AMITIÉS PROCHES ET LOINTAINES



Pour cette besogne de civilisation, aussitôt surgissaient en Nietzsche des velléités de réformateur. Il fallait grouper des amis et commencer un apostolat. Tribschen était un centre : il fallait en assurer le rayonnement. Bâle était la ville de Burckhardt et de l’humanisme. Elle n’était pas encore la ville de Wagner et de la suprême philosophie. Nietzsche alors sonna le rappel des amis lointains. Il assignait à tous des postes de missionnaires. Sa solitude était faite d’abord de son impatience à se répandre. Pourtant, si changeante que fût sa pensée toujours en travail, il gardait la fidélité des amitiés, et la vie intérieure se composait d’abord une symphonie de tendresses.

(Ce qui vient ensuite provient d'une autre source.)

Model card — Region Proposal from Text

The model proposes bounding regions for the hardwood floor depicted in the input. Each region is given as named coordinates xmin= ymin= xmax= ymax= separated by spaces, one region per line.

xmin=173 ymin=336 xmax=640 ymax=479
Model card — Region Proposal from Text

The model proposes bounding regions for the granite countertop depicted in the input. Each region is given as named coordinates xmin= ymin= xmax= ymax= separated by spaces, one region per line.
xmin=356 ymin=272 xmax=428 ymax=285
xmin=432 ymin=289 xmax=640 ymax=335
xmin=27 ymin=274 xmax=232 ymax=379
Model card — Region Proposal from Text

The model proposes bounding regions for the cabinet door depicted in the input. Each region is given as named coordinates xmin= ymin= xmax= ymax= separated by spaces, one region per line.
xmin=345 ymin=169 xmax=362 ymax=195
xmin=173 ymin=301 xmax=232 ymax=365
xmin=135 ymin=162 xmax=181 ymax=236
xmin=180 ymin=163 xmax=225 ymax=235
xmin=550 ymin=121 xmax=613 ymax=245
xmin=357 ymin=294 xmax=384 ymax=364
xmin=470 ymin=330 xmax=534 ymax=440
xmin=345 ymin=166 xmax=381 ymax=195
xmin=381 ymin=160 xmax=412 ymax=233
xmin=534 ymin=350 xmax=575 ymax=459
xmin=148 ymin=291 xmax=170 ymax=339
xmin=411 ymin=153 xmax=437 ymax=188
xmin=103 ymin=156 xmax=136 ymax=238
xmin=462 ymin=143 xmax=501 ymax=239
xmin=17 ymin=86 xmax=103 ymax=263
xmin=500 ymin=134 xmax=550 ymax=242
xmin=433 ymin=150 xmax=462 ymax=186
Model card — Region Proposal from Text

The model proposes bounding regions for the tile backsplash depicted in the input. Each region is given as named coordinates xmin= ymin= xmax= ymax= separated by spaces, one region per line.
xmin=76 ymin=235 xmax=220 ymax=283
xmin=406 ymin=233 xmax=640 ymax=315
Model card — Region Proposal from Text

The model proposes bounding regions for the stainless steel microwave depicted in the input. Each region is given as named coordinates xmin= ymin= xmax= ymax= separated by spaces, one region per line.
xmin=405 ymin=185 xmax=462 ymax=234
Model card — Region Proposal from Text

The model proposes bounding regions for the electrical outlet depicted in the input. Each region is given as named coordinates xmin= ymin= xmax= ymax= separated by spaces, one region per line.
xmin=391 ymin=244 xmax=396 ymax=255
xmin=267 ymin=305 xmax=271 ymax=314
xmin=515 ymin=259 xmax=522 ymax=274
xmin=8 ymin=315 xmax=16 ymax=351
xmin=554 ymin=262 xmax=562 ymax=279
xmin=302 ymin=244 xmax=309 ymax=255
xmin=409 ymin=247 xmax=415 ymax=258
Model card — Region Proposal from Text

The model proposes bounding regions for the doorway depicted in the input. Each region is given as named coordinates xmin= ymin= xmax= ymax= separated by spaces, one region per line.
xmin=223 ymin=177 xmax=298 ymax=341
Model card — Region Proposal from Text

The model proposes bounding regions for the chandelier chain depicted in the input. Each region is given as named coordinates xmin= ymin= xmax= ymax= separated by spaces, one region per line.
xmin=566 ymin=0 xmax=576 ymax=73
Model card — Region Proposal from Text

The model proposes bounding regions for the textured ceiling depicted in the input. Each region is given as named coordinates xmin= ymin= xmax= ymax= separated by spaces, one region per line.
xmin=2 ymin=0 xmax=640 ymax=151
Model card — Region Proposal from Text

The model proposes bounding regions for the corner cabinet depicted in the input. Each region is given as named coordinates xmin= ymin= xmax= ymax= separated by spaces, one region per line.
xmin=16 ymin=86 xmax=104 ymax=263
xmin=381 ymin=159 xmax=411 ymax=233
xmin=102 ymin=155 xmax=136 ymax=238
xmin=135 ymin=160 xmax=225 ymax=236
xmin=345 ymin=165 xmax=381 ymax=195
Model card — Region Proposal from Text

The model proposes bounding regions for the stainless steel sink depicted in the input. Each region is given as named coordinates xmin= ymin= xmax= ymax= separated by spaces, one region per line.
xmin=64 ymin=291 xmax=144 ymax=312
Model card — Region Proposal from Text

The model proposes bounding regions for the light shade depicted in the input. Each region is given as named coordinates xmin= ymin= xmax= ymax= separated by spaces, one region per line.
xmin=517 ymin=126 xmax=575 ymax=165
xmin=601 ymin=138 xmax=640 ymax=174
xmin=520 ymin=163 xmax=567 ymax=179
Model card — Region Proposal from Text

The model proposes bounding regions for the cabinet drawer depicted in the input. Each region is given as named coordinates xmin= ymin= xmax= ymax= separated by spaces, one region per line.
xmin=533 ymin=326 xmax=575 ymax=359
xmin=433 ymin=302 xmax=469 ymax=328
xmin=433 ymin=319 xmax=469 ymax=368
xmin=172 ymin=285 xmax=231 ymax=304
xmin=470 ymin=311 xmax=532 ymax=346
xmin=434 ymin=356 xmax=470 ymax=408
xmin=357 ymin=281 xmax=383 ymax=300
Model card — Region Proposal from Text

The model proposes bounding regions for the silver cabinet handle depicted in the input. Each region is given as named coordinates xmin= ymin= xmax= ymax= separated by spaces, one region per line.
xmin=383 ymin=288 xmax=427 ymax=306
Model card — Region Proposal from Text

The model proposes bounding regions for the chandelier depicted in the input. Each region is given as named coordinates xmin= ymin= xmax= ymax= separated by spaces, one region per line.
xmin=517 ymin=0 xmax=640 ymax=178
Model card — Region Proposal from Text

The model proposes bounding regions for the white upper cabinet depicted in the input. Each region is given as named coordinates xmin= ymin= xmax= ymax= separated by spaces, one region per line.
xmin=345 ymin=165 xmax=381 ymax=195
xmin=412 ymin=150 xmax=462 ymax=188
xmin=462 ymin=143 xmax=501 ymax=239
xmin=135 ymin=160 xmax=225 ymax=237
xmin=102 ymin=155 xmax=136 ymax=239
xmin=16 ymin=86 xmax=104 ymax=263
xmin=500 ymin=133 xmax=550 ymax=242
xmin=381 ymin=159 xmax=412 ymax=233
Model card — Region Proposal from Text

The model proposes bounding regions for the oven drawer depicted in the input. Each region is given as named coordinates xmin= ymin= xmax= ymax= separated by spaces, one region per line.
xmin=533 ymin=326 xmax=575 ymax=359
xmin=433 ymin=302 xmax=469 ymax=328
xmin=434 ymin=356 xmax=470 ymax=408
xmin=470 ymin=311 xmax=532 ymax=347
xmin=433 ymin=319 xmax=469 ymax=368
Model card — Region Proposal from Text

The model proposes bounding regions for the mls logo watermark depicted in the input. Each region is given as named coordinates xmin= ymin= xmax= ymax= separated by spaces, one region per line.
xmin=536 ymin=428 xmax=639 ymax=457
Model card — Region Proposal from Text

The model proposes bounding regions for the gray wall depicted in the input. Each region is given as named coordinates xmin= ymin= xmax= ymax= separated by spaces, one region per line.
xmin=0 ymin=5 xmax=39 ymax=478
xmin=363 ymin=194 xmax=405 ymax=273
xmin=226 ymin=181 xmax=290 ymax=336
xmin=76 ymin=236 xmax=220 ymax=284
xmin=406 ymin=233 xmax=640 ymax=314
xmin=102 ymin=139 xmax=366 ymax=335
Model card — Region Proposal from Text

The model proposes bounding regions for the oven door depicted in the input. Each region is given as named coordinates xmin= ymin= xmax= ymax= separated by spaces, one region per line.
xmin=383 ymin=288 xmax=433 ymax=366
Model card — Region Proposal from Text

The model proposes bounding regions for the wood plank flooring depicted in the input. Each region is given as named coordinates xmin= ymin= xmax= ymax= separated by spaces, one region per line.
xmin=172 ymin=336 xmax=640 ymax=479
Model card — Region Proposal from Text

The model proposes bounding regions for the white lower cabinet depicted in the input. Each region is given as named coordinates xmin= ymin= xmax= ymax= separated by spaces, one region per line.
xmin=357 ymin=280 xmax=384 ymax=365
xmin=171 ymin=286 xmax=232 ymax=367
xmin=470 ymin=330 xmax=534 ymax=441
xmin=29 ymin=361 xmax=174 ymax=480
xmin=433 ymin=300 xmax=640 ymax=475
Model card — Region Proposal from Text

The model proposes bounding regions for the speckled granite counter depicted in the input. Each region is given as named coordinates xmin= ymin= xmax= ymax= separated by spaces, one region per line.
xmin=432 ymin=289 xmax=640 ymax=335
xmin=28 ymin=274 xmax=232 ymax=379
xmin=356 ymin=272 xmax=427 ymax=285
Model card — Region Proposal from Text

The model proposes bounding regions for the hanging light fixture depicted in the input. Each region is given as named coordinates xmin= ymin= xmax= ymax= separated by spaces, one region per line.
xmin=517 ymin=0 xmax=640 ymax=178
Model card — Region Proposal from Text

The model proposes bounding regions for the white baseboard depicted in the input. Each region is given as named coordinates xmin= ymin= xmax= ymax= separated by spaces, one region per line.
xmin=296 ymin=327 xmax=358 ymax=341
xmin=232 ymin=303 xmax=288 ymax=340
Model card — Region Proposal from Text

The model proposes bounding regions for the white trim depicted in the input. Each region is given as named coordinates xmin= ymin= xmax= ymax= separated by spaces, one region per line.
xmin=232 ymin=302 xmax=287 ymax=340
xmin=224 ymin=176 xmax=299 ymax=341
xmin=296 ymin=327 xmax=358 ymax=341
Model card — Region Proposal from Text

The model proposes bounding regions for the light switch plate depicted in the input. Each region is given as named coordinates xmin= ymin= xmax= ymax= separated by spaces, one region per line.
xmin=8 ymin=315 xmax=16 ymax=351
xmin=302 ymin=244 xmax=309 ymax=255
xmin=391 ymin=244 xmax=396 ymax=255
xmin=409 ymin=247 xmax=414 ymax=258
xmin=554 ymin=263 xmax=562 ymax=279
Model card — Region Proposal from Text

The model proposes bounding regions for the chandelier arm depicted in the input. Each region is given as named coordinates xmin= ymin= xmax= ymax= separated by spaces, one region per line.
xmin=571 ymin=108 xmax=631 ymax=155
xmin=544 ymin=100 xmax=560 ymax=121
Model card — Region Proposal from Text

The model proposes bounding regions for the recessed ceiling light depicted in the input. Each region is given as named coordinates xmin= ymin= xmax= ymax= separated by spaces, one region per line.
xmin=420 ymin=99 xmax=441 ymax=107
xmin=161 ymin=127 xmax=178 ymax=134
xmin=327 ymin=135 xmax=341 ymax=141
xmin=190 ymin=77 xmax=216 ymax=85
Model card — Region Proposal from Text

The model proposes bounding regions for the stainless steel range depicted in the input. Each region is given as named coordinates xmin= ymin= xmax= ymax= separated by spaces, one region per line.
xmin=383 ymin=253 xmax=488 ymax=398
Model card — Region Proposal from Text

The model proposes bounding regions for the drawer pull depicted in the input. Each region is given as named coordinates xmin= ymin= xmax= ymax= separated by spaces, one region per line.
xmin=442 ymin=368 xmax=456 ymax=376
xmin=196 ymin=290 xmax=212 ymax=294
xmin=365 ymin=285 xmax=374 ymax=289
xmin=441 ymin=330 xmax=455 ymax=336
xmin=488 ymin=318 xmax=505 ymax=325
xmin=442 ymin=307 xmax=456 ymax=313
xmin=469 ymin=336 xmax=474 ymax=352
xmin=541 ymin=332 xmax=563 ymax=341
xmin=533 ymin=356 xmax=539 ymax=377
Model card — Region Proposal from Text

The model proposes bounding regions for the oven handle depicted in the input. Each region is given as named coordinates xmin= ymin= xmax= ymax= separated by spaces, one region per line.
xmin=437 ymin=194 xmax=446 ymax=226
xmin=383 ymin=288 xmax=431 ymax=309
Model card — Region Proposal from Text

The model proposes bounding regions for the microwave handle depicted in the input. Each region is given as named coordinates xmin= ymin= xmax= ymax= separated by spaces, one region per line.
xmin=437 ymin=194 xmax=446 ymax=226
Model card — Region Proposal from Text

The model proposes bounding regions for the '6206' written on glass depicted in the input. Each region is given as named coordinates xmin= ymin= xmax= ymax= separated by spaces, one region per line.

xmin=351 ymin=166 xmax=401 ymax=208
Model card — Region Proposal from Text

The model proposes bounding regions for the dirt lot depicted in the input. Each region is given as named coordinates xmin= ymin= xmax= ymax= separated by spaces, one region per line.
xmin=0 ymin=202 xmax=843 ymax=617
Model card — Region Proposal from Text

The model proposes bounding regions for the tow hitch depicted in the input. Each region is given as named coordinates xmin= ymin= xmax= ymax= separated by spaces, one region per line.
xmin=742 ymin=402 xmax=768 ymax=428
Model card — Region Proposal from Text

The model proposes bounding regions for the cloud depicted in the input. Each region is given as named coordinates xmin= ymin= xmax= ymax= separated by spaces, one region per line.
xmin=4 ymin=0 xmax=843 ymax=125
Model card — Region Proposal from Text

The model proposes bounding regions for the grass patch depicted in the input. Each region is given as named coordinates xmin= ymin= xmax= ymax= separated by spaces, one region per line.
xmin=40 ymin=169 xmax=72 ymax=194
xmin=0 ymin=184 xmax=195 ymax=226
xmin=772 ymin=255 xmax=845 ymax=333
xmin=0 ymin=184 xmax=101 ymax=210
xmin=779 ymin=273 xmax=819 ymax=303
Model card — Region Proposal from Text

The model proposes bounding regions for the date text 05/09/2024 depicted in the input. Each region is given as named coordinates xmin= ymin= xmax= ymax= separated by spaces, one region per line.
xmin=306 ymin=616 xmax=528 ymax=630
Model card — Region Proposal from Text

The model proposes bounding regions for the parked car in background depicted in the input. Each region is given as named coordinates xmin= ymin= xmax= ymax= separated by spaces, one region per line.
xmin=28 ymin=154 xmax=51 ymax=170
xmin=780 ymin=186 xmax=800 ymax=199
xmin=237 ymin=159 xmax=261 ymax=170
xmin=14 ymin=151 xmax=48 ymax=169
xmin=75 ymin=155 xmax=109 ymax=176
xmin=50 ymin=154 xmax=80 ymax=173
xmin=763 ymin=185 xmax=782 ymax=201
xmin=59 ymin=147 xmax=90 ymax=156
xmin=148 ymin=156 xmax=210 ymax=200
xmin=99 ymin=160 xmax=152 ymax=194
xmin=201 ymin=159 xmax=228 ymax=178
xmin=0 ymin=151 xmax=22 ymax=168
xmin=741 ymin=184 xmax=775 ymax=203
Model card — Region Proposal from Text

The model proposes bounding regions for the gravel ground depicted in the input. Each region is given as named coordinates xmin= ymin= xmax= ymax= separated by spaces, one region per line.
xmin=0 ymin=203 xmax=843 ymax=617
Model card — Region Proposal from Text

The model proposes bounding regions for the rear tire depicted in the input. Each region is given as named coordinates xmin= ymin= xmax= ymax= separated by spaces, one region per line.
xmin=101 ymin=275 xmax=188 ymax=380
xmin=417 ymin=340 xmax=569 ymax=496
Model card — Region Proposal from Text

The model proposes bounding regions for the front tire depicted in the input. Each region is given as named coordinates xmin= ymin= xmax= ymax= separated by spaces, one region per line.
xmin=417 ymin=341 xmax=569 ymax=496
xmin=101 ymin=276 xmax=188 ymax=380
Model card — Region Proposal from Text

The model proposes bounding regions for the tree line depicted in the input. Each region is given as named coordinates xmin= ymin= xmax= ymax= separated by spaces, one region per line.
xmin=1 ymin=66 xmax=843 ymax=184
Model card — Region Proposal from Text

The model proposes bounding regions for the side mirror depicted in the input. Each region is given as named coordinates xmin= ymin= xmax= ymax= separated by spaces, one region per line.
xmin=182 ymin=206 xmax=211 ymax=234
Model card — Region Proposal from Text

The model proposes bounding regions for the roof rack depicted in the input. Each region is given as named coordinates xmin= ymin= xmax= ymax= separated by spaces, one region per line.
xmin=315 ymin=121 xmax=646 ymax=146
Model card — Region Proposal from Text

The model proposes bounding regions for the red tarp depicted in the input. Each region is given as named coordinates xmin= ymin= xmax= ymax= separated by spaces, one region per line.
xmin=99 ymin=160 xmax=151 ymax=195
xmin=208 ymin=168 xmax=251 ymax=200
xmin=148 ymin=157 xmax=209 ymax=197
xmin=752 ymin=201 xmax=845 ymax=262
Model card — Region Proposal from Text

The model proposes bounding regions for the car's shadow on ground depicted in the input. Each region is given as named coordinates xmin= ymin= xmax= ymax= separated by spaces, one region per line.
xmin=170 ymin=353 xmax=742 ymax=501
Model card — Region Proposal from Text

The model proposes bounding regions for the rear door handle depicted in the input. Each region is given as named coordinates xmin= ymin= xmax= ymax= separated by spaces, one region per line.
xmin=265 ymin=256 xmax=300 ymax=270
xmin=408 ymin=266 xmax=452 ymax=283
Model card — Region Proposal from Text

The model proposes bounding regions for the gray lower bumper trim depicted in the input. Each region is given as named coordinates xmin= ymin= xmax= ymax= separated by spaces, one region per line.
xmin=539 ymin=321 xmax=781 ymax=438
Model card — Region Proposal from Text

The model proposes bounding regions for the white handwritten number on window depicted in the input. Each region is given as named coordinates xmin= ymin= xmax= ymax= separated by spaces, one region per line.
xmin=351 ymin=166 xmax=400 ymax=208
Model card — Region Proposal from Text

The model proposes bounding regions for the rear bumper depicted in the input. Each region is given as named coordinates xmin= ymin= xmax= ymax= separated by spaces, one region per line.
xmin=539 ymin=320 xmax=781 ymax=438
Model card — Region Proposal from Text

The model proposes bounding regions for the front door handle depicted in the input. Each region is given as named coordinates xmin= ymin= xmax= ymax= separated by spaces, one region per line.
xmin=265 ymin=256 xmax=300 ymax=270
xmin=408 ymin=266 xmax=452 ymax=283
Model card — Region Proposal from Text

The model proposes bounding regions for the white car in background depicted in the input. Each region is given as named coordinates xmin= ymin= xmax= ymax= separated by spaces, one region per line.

Parmi ces accords du cœur, nécessaires à sa vie, il y en avait qui s’affaiblissaient par la distance. Son premier soin, une fois installé à Bâle, était de prêter l’oreille : quels étaient ceux qui s’effaçaient ou se précisaient ? « Un groupe d’amis est comme une projection de notre âme au dehors[1]. » La gamme de ses amitiés lui faisait mieux connaître la tonalité de sa musique intérieure ; et il jugeait de sa valeur propre par la valeur de ses amis. S’il est vrai, comme il l’avait appris de

  1. P. Deussen, Erinnerungen, p. 67.